Previously: Ann Warren Griffith’s “Captive Audience” (August 1953).
Up Next: Barry N. Malzberg’s “The Idea” (1971) (as K. M. O’Donnell).

Uncredited cover for the 1988 edition of Mirrorshades: The Cyberpunk Anthology, ed. Bruce Sterling (1986)
3.75/5 (Good)
Pat Cadigan’s “Rock On” first appeared in Light Years and Dark: Science Fiction and Fantasy of and for Our Time, ed. Michael Bishop (1984). You can read it online here.

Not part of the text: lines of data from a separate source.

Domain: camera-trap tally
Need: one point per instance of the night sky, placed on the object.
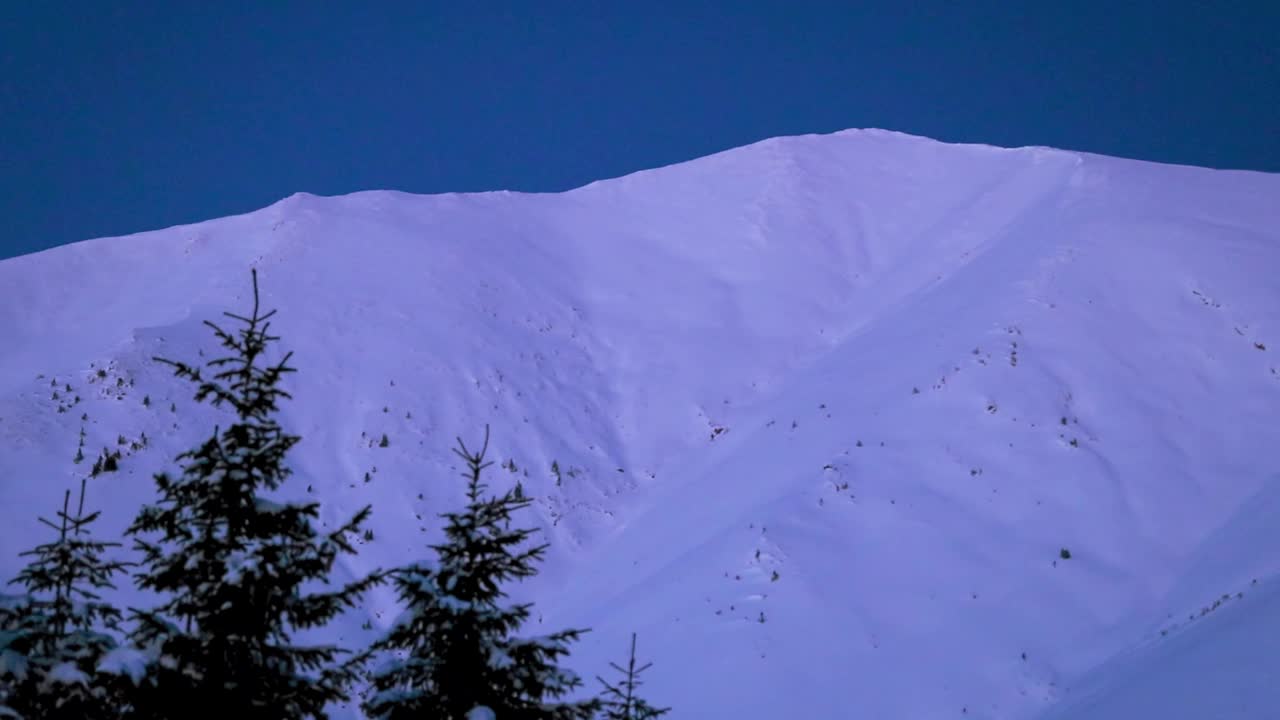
(124, 117)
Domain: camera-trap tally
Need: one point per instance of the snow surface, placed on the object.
(826, 410)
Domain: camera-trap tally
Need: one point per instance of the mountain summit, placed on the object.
(845, 425)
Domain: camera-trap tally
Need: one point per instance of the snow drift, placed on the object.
(849, 425)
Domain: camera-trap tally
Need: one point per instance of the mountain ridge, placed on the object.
(900, 374)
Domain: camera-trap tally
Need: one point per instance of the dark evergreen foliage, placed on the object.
(453, 648)
(620, 701)
(232, 566)
(54, 638)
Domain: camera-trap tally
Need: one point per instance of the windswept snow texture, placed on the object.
(824, 413)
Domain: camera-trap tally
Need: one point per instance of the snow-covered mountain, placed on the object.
(819, 418)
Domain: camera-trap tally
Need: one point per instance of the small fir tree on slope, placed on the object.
(56, 642)
(620, 701)
(452, 654)
(231, 565)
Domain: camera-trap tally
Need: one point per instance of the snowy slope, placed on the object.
(897, 373)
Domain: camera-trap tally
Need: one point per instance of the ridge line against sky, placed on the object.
(124, 118)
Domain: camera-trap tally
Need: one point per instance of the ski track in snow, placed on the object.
(824, 411)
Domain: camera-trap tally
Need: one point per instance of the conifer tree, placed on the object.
(55, 638)
(620, 701)
(232, 566)
(452, 654)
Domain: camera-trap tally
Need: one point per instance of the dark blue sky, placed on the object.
(123, 117)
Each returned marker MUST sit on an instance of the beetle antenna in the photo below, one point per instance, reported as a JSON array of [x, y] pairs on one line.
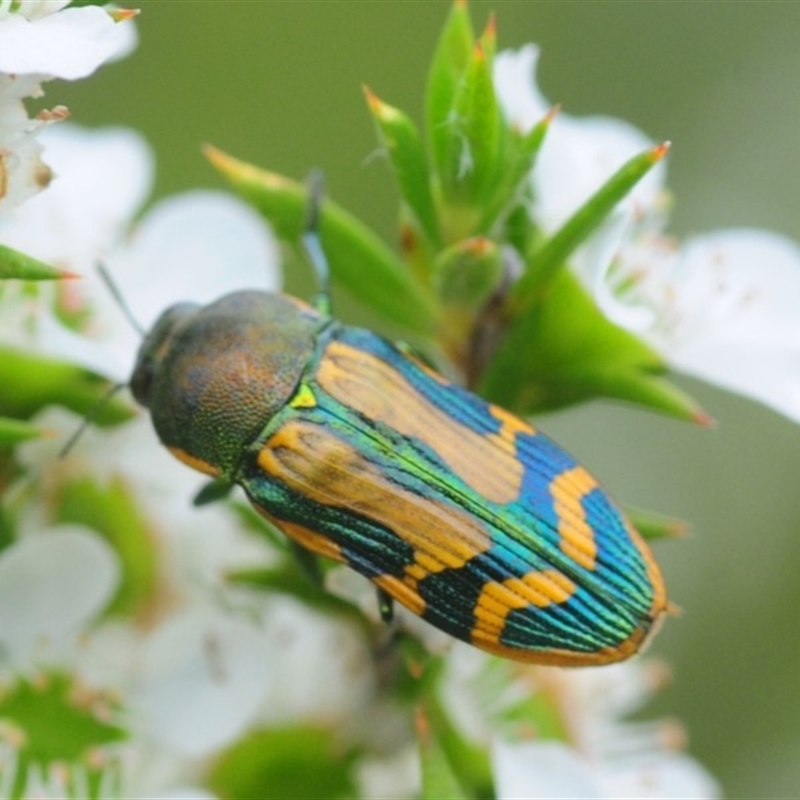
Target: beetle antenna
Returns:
[[119, 299], [90, 417], [312, 241]]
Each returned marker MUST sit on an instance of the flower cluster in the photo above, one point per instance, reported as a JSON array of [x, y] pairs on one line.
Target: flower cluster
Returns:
[[139, 654]]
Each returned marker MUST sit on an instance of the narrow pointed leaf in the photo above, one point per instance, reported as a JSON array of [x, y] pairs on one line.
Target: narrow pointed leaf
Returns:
[[565, 350], [286, 763], [488, 40], [358, 258], [472, 161], [407, 155], [450, 60], [652, 525], [14, 431], [29, 382], [438, 778], [465, 276], [469, 762], [552, 255], [14, 264], [518, 166]]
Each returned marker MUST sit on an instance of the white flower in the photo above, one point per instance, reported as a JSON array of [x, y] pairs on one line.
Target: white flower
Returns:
[[48, 40], [721, 306], [41, 40], [51, 586], [195, 246], [607, 757], [578, 154]]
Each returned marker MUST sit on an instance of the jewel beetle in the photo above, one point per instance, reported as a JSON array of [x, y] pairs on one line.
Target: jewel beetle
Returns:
[[457, 509]]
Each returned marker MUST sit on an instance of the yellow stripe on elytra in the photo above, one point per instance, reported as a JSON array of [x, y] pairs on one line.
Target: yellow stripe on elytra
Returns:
[[497, 599], [194, 462], [321, 467], [568, 491], [303, 397], [486, 463]]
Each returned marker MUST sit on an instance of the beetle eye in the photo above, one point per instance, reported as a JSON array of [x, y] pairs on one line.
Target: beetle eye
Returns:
[[141, 381]]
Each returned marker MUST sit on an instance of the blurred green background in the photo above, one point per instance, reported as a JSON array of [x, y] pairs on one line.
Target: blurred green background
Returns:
[[279, 83]]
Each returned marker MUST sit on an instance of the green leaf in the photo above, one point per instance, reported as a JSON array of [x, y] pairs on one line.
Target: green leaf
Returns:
[[465, 276], [292, 763], [652, 525], [450, 60], [468, 762], [472, 161], [14, 431], [521, 154], [566, 350], [112, 512], [358, 259], [30, 382], [14, 264], [514, 714], [61, 725], [404, 146], [438, 779], [291, 580], [552, 255]]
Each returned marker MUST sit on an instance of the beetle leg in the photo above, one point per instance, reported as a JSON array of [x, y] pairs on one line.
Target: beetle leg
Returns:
[[307, 561], [211, 492]]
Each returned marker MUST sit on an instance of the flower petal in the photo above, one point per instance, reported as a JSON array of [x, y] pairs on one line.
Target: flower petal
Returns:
[[51, 585], [668, 776], [727, 313], [204, 675], [541, 771], [102, 178], [196, 247], [579, 153], [70, 44]]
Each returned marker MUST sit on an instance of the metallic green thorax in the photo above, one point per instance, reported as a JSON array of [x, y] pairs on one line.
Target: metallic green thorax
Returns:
[[212, 376]]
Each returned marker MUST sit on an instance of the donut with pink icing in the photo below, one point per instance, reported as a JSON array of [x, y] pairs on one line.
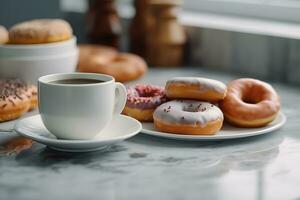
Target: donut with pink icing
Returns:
[[142, 100], [195, 88], [188, 117]]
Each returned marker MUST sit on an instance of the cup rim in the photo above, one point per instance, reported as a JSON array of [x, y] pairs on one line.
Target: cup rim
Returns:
[[47, 79]]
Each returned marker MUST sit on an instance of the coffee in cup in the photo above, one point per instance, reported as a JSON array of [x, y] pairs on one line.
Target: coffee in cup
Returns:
[[79, 105]]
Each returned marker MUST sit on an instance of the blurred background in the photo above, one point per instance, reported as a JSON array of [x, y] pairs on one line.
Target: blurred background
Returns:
[[256, 38]]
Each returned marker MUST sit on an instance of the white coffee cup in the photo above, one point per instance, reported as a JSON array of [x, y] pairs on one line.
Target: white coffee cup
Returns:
[[79, 111]]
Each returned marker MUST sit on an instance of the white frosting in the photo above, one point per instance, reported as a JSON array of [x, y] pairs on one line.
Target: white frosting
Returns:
[[204, 83], [187, 112]]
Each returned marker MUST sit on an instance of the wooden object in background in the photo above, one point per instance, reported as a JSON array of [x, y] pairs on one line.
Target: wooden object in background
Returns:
[[140, 27], [103, 23], [167, 37]]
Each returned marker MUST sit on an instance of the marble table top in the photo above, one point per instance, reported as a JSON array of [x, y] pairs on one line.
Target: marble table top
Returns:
[[145, 167]]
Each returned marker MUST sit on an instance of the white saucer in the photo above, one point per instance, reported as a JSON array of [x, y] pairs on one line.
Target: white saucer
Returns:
[[227, 131], [121, 128]]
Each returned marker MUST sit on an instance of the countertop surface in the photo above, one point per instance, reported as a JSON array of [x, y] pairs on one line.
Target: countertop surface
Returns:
[[145, 167]]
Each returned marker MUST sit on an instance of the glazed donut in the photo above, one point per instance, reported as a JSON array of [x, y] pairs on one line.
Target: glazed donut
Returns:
[[189, 117], [13, 102], [142, 100], [40, 31], [250, 103], [29, 90], [195, 88], [122, 66], [3, 35]]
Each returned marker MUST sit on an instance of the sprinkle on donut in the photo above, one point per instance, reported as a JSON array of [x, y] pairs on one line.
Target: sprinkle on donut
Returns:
[[145, 96], [189, 117], [142, 100]]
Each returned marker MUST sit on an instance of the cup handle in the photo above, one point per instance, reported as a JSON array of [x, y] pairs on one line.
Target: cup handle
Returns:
[[120, 98]]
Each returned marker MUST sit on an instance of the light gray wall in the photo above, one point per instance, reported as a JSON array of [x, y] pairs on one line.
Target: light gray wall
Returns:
[[258, 56]]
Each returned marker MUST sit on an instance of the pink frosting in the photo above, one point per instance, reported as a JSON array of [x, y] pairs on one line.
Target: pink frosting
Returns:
[[145, 96]]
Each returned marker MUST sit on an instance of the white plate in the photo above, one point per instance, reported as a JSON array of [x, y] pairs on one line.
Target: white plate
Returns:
[[121, 128], [227, 131]]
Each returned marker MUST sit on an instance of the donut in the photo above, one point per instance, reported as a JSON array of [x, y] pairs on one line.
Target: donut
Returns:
[[142, 100], [188, 117], [40, 31], [195, 88], [13, 101], [105, 60], [3, 35], [29, 90], [250, 103]]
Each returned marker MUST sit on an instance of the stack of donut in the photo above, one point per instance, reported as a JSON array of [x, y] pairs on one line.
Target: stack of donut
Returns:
[[197, 106]]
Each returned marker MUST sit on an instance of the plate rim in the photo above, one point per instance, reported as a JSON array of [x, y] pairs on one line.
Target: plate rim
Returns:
[[50, 141], [183, 137]]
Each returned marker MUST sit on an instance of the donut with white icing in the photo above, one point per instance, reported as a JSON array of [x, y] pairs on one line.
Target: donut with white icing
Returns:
[[142, 100], [195, 88], [189, 117]]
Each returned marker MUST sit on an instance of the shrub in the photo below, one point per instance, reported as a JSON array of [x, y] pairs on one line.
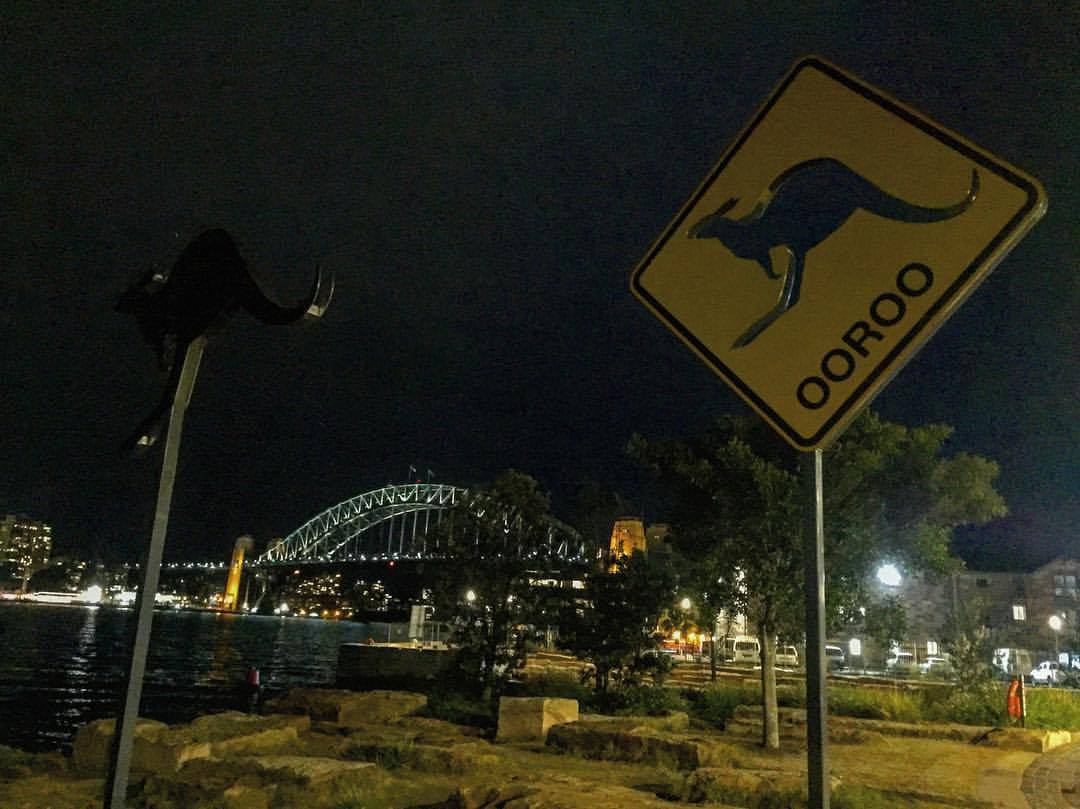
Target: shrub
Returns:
[[982, 704], [650, 701], [855, 796], [460, 709], [717, 703], [554, 684], [873, 703], [14, 764], [1051, 709]]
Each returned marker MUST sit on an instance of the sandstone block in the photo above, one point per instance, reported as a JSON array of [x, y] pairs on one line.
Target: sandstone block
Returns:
[[272, 740], [311, 771], [231, 724], [365, 708], [529, 718], [93, 742], [167, 751], [240, 796]]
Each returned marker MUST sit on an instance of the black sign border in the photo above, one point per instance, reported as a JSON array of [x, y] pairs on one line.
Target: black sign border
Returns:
[[1015, 227]]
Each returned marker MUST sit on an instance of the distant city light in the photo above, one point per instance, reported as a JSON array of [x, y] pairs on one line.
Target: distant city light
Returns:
[[91, 594], [889, 575]]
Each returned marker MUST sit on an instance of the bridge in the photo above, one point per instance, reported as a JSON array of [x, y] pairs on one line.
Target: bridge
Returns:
[[392, 522]]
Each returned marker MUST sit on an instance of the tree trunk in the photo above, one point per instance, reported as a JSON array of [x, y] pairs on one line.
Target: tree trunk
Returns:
[[770, 720], [712, 649]]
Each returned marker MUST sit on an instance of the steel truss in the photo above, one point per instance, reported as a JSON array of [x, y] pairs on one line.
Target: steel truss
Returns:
[[392, 522]]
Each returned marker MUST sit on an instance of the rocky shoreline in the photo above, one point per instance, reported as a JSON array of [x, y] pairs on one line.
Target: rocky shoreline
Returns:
[[323, 749]]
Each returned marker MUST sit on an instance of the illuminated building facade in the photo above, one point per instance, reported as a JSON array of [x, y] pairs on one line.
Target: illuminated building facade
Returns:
[[628, 535], [25, 544]]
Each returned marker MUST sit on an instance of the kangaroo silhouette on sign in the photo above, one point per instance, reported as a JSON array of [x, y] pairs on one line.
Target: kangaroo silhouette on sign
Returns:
[[801, 209], [208, 283]]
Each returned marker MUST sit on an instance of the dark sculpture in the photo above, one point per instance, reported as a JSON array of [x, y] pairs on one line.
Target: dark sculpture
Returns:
[[801, 209], [206, 285]]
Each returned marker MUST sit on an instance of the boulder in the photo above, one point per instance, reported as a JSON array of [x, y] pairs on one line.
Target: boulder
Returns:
[[310, 771], [231, 724], [90, 752], [167, 751], [608, 741], [555, 792], [261, 742], [321, 704], [529, 718], [748, 787], [366, 708]]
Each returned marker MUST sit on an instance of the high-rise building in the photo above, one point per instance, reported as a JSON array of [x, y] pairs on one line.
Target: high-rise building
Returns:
[[25, 544]]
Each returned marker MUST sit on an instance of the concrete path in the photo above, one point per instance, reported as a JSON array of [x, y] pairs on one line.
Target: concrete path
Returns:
[[1052, 781]]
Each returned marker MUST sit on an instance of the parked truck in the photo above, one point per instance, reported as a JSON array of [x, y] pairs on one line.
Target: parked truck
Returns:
[[1010, 662]]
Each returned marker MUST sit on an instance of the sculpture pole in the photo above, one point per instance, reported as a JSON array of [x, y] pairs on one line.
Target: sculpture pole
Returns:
[[116, 785]]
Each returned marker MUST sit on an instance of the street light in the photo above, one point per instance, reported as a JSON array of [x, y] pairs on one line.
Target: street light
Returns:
[[889, 575], [1056, 622]]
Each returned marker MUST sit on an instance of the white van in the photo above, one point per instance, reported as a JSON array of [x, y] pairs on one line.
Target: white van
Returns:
[[745, 649]]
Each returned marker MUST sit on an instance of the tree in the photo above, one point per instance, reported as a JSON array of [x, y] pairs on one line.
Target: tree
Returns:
[[886, 622], [739, 507], [495, 540], [615, 622]]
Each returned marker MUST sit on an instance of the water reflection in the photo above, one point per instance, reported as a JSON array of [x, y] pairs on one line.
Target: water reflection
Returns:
[[63, 665]]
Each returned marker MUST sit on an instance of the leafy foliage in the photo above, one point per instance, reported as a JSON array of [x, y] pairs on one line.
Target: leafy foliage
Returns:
[[495, 541], [612, 625], [890, 491]]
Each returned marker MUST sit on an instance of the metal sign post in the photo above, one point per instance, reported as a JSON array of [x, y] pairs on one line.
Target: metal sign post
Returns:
[[813, 562], [835, 236], [116, 786]]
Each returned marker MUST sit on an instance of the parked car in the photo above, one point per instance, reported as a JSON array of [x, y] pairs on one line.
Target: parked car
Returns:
[[902, 663], [1048, 673], [834, 658], [787, 656], [936, 668], [746, 650]]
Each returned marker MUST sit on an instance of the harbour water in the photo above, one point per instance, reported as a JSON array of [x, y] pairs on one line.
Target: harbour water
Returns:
[[63, 665]]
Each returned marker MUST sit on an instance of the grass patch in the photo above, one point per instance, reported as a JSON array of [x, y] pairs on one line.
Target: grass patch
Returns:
[[460, 709], [14, 763], [876, 703], [855, 796], [556, 685], [1052, 709]]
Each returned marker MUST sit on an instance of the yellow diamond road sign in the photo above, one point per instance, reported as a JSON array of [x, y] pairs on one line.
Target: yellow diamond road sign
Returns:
[[836, 234]]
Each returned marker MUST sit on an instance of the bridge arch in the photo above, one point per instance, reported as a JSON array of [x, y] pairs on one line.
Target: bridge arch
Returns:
[[392, 521]]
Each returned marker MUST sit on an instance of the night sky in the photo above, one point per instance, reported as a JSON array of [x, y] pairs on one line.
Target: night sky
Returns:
[[482, 179]]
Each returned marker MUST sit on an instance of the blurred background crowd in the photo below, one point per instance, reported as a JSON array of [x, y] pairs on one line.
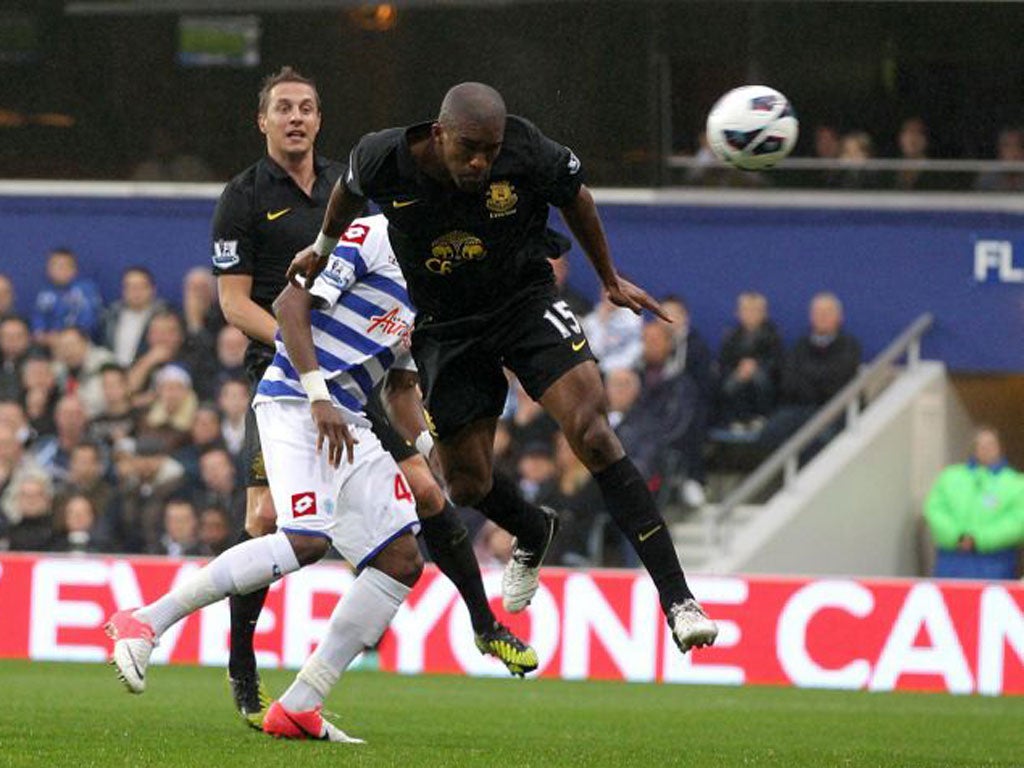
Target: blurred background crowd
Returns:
[[122, 422]]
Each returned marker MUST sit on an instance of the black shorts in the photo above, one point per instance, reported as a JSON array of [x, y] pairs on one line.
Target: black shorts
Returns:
[[258, 358], [461, 363], [393, 442]]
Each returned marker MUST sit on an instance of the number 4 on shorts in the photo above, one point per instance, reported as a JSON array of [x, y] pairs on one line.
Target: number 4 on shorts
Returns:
[[401, 492]]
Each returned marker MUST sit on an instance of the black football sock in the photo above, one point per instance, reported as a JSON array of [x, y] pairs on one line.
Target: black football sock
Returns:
[[632, 507], [448, 542], [245, 613], [506, 507]]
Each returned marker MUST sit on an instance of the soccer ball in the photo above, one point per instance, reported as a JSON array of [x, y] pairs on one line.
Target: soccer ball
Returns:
[[753, 127]]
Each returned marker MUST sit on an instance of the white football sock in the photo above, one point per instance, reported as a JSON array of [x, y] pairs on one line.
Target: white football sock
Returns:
[[241, 569], [357, 622]]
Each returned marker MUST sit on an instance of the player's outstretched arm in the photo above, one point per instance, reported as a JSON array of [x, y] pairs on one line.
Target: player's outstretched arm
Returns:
[[292, 308], [343, 207], [584, 220]]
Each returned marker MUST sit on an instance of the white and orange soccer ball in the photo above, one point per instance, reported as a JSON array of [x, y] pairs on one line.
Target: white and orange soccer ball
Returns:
[[753, 127]]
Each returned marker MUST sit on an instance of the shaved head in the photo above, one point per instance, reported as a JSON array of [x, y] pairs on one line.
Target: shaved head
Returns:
[[468, 135], [473, 102]]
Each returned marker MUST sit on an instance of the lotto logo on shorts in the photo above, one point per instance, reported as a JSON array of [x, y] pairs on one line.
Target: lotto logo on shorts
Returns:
[[303, 504]]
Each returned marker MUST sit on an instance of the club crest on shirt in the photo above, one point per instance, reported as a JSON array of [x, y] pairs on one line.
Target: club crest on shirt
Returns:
[[501, 199], [455, 249], [225, 253]]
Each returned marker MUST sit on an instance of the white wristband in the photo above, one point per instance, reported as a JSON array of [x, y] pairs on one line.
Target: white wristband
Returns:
[[315, 386], [424, 442], [324, 245]]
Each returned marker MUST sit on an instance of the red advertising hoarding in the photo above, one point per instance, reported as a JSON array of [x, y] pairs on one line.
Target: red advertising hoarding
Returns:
[[833, 633]]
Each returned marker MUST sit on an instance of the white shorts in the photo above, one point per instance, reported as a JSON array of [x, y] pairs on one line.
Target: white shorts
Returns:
[[359, 507]]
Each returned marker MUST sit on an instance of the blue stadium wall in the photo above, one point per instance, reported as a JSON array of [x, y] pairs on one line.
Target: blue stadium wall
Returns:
[[966, 266]]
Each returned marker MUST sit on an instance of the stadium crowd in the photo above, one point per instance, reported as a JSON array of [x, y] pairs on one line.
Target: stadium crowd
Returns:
[[121, 425]]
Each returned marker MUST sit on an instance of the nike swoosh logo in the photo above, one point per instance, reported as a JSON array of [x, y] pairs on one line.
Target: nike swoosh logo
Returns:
[[644, 537], [298, 725]]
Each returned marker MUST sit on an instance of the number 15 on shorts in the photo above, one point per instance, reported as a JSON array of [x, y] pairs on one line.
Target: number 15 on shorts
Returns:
[[565, 323]]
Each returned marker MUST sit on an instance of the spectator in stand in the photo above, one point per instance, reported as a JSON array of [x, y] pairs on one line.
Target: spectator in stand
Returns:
[[79, 530], [819, 365], [579, 303], [913, 143], [146, 478], [39, 392], [855, 151], [15, 341], [200, 306], [613, 334], [180, 537], [233, 403], [29, 508], [85, 477], [8, 303], [13, 416], [170, 417], [53, 452], [126, 321], [218, 485], [750, 361], [231, 345], [205, 434], [693, 356], [167, 343], [118, 419], [215, 530], [975, 512], [77, 363], [15, 462], [69, 301], [1010, 148], [655, 428]]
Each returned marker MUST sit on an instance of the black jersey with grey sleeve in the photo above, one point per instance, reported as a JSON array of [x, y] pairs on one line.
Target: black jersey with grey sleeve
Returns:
[[262, 219], [465, 253]]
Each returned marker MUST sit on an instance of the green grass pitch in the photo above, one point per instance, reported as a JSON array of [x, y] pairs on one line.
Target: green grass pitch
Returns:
[[78, 715]]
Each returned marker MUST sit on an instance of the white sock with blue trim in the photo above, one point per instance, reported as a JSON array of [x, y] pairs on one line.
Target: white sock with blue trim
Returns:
[[357, 622], [241, 569]]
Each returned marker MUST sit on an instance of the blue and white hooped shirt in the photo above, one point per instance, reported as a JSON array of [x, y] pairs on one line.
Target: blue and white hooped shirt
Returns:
[[360, 328]]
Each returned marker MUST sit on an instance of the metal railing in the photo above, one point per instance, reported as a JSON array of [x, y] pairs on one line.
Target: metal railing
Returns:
[[785, 460], [871, 164]]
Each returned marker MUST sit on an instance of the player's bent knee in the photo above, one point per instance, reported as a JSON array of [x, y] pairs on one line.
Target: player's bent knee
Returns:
[[428, 495], [595, 442], [400, 560], [308, 549], [261, 518]]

Whenever I delve into the nihilistic streets of cyberpunk, I enter the mental soundscape and acute estrangement imbued by the seminal 80s goth/post punk band The Cure: “scarred, your back was turned / Curled like an embryo” (“Cold” from Pornography, 1982). Robert Smith’s incantation of “a shallow grave / A monument to the ruined age” almost personifies cyberpunk’s fleeting but terrible power and apocalyptic conceptions of dark streets and conglomerates stamping out the last individuals finding their way across the net.